A Doorway to Community
The women’s involvement is just one facet of the Green Belt Movement’s decidedly holistic approach. “We use the trees as an entry point,” says Maathai, “but once we are in the community, we try to react or address all the issues that affect the livelihood of those people.”
“We use the trees as an entry point, but once we are in the community, we try to react or address all the issues that affect the livelihood of those people.”
— Wangari Maathai
Maathai compares the organization’s work to a traditional African stool. Unlike most stools that have three individual legs attached to a seat, a traditional African stool is carved from a single solid log. The stool can’t stand with one leg or even two. All three legs must be strong and balanced or the stool will topple. The same is true of the three pillars of the Green Belt Movement’s holistic approach: democracy, the environment, peace. Money will not solve a country’s problems, Maathai explains, unless these three pillars are in place. “We can’t develop where there are two pillars, or one, or none,” she says. Without integrating these elements within a community, people don’t feel the safety and security they need to be productive citizens, and this leads to conflict. “People who feel marginalized and deprived and oppressed are angry people,” she says, “and they undermine our security.

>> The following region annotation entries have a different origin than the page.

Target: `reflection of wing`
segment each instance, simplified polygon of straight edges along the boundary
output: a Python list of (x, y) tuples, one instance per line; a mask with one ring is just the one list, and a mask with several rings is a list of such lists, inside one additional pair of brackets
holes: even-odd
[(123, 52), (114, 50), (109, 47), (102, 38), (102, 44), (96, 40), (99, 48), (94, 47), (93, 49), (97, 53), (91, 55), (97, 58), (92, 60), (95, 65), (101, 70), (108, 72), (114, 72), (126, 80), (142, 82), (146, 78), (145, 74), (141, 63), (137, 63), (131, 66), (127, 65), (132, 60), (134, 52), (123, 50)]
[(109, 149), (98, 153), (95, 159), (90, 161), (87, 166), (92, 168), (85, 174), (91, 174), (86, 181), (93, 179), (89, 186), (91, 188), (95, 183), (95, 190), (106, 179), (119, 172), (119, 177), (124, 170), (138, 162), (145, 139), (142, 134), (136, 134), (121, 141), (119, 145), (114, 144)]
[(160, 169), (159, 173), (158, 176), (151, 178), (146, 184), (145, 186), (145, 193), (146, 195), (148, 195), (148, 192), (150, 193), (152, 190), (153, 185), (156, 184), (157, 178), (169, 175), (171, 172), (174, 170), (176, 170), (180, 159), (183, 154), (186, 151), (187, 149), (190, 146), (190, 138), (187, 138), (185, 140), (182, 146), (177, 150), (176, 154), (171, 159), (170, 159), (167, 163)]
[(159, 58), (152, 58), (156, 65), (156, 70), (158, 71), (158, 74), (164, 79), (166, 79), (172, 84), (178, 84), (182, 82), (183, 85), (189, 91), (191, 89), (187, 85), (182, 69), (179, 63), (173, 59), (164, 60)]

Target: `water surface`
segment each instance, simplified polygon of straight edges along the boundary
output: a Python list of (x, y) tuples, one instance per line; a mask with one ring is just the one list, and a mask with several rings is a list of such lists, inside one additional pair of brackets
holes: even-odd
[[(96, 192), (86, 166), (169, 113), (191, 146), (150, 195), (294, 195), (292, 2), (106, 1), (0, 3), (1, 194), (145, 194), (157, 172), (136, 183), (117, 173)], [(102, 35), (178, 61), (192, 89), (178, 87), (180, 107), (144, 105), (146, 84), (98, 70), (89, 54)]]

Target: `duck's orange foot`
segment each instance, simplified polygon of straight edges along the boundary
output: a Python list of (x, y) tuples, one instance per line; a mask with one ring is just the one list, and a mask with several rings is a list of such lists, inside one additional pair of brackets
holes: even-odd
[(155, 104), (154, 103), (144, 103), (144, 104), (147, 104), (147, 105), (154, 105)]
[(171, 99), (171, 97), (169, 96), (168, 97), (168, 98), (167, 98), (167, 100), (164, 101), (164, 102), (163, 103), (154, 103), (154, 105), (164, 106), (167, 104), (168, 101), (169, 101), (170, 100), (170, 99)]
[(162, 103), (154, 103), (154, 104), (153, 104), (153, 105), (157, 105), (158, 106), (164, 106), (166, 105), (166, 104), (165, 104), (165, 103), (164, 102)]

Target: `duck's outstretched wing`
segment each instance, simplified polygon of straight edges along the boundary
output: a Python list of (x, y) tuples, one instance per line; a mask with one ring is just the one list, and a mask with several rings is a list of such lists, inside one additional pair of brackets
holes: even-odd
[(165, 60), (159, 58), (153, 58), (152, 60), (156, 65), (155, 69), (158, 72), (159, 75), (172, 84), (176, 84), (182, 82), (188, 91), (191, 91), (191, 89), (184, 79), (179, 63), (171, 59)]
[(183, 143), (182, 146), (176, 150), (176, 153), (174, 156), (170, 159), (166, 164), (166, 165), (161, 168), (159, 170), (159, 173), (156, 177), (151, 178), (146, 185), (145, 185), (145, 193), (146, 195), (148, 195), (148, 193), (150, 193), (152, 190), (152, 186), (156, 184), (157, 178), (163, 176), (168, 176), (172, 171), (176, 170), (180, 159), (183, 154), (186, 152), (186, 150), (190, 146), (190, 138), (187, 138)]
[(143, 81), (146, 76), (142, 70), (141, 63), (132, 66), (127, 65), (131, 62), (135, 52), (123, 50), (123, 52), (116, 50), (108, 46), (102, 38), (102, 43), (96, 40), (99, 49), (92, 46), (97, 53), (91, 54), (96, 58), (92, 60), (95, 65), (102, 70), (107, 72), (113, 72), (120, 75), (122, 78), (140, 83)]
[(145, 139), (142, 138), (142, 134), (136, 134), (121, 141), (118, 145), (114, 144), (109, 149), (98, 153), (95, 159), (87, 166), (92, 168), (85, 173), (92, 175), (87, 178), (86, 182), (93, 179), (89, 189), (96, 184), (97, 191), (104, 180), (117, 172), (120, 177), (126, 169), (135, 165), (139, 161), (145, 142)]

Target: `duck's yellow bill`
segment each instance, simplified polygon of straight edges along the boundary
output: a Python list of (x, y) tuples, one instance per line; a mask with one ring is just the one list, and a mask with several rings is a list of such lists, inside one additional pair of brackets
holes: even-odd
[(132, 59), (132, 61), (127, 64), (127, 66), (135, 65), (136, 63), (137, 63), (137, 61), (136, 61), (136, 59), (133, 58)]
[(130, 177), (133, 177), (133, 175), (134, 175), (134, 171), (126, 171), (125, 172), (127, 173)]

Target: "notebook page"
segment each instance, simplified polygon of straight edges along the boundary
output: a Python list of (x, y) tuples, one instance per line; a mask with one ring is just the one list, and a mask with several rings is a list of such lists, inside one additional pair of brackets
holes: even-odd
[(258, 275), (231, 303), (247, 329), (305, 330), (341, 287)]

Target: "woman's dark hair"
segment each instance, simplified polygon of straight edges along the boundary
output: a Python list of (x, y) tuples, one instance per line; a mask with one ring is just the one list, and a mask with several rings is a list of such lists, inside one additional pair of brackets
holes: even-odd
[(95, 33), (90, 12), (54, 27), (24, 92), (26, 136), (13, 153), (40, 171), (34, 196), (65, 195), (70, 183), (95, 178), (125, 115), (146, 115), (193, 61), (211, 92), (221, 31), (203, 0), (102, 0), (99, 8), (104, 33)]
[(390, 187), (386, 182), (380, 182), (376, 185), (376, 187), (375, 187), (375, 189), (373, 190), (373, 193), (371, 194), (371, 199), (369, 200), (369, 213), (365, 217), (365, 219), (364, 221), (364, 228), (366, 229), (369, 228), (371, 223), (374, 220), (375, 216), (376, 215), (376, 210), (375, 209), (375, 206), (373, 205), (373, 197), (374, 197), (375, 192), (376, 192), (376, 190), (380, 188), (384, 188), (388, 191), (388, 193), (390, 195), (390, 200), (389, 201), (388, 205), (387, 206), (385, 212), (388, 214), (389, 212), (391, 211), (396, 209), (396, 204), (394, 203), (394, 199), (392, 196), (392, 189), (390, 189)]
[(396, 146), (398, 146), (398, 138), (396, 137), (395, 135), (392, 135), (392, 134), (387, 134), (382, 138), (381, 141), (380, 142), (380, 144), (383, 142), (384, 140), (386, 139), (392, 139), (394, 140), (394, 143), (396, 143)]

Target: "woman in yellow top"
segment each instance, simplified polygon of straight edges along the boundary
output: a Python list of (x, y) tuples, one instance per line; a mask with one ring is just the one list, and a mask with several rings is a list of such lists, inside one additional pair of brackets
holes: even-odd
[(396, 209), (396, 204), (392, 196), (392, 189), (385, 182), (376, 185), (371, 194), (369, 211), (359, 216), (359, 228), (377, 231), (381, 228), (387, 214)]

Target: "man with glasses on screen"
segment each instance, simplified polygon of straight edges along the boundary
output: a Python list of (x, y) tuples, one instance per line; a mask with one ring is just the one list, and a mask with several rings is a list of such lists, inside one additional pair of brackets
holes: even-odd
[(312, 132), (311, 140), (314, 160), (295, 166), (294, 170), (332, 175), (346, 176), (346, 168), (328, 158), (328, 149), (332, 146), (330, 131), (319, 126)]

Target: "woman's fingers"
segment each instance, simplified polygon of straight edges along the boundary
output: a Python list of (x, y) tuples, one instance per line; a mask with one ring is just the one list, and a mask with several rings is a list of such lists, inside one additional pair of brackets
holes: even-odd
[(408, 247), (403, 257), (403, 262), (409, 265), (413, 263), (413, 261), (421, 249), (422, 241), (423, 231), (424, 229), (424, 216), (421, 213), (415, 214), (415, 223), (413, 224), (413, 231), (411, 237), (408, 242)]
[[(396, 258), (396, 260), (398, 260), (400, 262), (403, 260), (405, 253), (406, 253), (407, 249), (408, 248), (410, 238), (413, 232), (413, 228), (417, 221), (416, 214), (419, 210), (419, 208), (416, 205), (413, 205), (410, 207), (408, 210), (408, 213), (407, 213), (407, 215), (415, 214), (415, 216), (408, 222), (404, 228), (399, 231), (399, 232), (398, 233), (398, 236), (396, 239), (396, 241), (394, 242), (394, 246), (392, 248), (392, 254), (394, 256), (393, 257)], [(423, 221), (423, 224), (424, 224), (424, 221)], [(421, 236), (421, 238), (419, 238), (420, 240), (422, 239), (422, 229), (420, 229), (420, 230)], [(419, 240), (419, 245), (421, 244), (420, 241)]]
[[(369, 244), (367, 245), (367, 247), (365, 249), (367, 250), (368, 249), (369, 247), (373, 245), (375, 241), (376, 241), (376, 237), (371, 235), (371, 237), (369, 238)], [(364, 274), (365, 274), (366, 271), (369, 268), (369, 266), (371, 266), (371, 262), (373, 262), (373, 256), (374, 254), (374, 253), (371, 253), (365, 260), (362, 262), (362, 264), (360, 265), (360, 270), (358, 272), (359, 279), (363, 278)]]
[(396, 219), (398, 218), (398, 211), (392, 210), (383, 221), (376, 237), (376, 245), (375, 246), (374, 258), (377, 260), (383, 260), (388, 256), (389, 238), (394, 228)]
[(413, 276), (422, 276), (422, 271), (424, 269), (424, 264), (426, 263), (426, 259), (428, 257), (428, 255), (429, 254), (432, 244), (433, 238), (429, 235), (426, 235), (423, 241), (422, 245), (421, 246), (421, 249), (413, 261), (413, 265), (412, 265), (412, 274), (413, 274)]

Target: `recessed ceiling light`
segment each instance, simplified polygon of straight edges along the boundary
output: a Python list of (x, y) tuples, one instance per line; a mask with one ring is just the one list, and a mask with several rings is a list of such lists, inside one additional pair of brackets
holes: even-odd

She grew to understand that when access to a country’s resources is not controlled, the people in power hoard the resources for themselves and their allies. Maathai emphasizes the need for democratic systems of government that allow the equitable management of resources, as well as the need for people to empower themselves to take active roles in their government. For this reason, civic education is also a key component of the Green Belt Movement. “Leaders alone can’t build a country,” says Maathai.
Great Risk, Great Reward
While Maathai’s work has won her admirers around the world, for years her safety was threatened as she was considered an enemy of former Kenyan President Daniel arap Moi. Despite her peaceful work, under Moi’s administration Maathai was repeatedly arrested and imprisoned, teargassed, even clubbed into unconsciousness.
Still she continued. In the late ’80s, she made headlines for stopping the construction of a 62-story luxury development, backed by the government, which would have razed one of Nairobi’s public parks. In 1999 Maathai was peacefully protesting the clearing of Karura Forest, one of Kenya’s last remaining indigenous forests, when she and other protestors were severely beaten by security guards. Amnesty International reported that the guards carried machetes, clubs and whips, while police stood by, silent witnesses to the violence. “I understood that in bringing these issues to the floor, I was, of course, putting myself in danger,” Maathai says. “It was a matter of deciding to take that risk.”
At 65, Maathai has unfinished dreams for Kenya. She hopes she still has time to make improvements in the educational system, and that some day she will be able to say every child in Kenya is in school.
Maathai’s oppressors and those who brought her harm have since fallen from power, and she is now the one in Parliament. “They knew they were doing the wrong thing. It’s not like they thought they were doing the right thing,” she says. “I’m sure that today they look back and they wish they were on my side.”